Female hermits might have to adopt a rule to secure its protection
e.g. against families trying to forcibly remove their daughters, or
to enable themselves to secure proper funding. I haven't got the
references with me but there is something in Studies in Church
History - either the Medieval Women volume or the Women in the Church
volume - about a major Florentine convent which began as a small and
informal grouping of hermits but was forced to accept a rule in order
to prevent nuns being removed by thei families.
A surprising (to me) number of medieval religious communities for
women originated in informal groupings but eventually accepted a
rule, often under pressure from (male) spiritual advisers.

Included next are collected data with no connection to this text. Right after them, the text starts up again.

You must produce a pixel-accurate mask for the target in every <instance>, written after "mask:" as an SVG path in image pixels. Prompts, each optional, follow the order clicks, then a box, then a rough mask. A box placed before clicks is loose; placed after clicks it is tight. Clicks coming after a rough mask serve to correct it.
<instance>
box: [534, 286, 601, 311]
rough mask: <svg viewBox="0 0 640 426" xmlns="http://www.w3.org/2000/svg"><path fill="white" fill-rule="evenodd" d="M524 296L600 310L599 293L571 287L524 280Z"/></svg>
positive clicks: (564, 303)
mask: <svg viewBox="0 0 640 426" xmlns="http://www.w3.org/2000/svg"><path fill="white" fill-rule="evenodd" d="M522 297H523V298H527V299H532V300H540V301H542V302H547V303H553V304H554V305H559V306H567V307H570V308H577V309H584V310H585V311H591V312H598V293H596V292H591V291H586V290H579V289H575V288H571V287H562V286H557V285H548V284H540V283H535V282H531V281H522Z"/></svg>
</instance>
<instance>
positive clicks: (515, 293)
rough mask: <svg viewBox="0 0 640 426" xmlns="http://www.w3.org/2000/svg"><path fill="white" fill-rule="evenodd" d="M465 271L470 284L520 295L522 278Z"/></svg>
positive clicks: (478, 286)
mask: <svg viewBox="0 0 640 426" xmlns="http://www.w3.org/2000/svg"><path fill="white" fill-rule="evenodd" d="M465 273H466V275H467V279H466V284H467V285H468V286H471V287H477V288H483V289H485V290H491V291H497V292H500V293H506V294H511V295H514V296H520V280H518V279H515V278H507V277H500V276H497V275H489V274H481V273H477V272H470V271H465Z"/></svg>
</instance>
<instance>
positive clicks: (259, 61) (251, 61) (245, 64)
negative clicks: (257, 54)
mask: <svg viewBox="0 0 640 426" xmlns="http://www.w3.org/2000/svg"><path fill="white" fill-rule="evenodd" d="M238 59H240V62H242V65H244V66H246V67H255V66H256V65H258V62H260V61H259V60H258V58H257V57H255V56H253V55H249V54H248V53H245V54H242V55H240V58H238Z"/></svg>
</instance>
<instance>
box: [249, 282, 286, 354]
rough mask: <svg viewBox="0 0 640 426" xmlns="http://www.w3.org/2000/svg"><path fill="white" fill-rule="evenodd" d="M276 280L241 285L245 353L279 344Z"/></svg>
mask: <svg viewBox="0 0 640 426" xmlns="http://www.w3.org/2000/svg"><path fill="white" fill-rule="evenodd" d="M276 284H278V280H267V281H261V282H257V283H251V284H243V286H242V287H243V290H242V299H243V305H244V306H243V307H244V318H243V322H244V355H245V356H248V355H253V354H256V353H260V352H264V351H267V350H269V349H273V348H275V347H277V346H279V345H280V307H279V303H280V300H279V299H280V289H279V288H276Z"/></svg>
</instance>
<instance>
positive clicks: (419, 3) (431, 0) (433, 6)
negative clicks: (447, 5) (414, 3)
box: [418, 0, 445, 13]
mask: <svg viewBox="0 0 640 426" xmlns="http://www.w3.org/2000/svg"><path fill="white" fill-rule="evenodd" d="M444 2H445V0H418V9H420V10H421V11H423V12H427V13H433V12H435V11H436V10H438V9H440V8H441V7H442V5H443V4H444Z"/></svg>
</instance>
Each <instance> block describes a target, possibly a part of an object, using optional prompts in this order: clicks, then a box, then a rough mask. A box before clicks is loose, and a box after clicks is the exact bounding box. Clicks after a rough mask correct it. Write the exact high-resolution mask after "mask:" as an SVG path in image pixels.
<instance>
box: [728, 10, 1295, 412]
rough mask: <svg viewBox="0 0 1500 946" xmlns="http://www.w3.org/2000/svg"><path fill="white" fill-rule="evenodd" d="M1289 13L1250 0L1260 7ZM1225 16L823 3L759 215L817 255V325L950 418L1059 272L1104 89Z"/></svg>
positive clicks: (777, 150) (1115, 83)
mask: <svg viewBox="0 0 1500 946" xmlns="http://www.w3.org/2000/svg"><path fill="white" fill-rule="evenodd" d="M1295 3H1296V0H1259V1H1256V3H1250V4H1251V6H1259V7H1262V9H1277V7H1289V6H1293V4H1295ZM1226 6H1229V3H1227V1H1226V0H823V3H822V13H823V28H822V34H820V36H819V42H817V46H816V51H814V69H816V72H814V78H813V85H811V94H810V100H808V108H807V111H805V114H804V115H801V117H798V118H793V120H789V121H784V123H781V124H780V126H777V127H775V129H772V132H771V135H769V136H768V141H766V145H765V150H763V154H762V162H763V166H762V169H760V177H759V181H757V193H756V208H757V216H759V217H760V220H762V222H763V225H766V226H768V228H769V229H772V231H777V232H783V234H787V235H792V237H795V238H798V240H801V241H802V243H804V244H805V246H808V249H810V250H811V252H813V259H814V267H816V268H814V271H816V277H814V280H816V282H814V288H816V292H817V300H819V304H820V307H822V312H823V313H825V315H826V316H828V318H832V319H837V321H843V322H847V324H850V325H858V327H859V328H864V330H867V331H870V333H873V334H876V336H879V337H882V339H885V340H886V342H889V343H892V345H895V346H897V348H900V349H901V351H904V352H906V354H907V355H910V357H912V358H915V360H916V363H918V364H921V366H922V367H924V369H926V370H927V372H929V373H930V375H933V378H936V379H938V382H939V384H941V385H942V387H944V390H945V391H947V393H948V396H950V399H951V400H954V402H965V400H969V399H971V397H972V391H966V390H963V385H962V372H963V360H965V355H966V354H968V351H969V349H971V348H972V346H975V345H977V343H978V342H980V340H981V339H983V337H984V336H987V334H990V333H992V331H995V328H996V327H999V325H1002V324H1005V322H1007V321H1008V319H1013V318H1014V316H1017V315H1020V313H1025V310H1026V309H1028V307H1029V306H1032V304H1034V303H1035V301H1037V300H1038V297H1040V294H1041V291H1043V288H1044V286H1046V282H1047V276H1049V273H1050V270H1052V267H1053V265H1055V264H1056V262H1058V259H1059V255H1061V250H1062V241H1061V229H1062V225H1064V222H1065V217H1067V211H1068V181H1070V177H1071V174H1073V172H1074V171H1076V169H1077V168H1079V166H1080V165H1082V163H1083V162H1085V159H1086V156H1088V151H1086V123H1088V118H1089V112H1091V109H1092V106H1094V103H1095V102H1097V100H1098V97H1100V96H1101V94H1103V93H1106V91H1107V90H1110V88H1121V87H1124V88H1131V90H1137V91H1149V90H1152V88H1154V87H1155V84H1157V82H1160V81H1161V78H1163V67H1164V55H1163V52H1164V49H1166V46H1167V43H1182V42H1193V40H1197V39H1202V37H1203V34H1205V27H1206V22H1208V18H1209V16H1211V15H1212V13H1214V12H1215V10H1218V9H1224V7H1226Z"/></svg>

Roberta
Gilchrist (I think) suggests that they tended to accept the rule of
their advisers, which explains the uncertainty about the identity of
some of these communities. I have a feeling that some at least of our
Welsh Cistercian houses for women may have originated in this way.
Their names all begin with Llan, suggesting that they are on the site
of pre-existing churches.
About Derfel Gadarn (feast on 5 April): the church at Llandderfel in
Merionethshire, North Wales, has still got a wooden carving of a
large seated animal which is traditionally said to be the horse from
the medieval statue of Derfel. There is another chapel dedicated to
Derfel near Cwmbran in south Wales: it belonged to the monks of
nearby Llantarnam who maintained a priest and a hostel there. It was
probably a stopping-off point on the pilgrimage route from Llantarnam
to the shrine of the BVM at Penrhys, so we walk past it on our
annual reconstruction of the pilgrimage.